The appeal won on a majority finding of 2:1, namely that the building had become part of the common good by virtue of it being built on common good land and therefore the council did not have the right to demolish it without public consultation. This judgment will now apply to all assets and buildings that are built on Common Good land across Scotland.

The local authority could have taken the matter to the Supreme Court, but council leader David Fairweather said the financial risk of losing was “too great”.

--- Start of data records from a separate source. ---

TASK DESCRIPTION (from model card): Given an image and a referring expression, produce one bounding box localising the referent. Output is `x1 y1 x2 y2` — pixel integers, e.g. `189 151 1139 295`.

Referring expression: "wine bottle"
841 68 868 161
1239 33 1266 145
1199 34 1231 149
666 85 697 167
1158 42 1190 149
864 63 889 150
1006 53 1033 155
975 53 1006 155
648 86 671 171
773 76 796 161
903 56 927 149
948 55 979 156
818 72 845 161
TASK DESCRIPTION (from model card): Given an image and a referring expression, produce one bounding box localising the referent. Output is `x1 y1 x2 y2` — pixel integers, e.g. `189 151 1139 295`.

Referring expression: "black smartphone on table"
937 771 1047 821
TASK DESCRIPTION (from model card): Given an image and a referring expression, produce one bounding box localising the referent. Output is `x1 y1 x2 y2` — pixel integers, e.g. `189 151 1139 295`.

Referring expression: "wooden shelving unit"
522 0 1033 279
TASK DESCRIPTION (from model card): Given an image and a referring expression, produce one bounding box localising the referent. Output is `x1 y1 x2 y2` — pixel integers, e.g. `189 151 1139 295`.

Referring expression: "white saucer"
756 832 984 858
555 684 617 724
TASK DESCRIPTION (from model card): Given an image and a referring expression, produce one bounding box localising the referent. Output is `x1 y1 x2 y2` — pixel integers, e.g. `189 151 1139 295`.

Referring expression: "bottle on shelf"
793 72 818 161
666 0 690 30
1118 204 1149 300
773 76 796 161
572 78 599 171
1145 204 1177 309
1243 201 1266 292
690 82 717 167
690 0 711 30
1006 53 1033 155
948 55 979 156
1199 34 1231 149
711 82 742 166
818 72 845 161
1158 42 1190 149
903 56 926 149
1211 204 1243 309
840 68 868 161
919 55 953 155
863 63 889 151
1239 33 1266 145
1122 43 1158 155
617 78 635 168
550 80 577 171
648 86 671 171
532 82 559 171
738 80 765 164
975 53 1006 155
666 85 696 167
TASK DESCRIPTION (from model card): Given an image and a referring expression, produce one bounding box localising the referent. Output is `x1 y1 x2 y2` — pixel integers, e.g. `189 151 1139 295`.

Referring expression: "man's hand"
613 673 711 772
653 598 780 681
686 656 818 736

Mr Fairweather said: “If we were to appeal this, given the council’s adherence to the principle of obtaining Best Value for the public purse, the financial risk of losing would be too great. To be clear, the council did not bring any legal proceedings in this matter, but, rather, has only sought to defend itself from court actions brought against it by others.

“At this same meeting, we heard of the huge effort, dedication and time that officers have put into dealing with the COVID-19 pandemic and the costs we now face to pay for it. This case is an unwelcome distraction from keeping people safe, supporting children to stay in full-time school and helping to support those who are struggling with the financial and health impacts of the pandemic. Now we have taken this decision, we can focus on these core purposes.”

Chief executive officer, Margo Williamson, added: “We fully support the decision of council today which took into account the implications for all Angus common good properties including Lochside Leisure Centre.

“We have started to investigate acceptable alternative means to manage the impact of the judgement in accounting and financial terms for the Council. A future report will outline this process and the best way to engage the public on the future of the former Lochside Leisure Centre.”

The centre’s future will be considered in due course.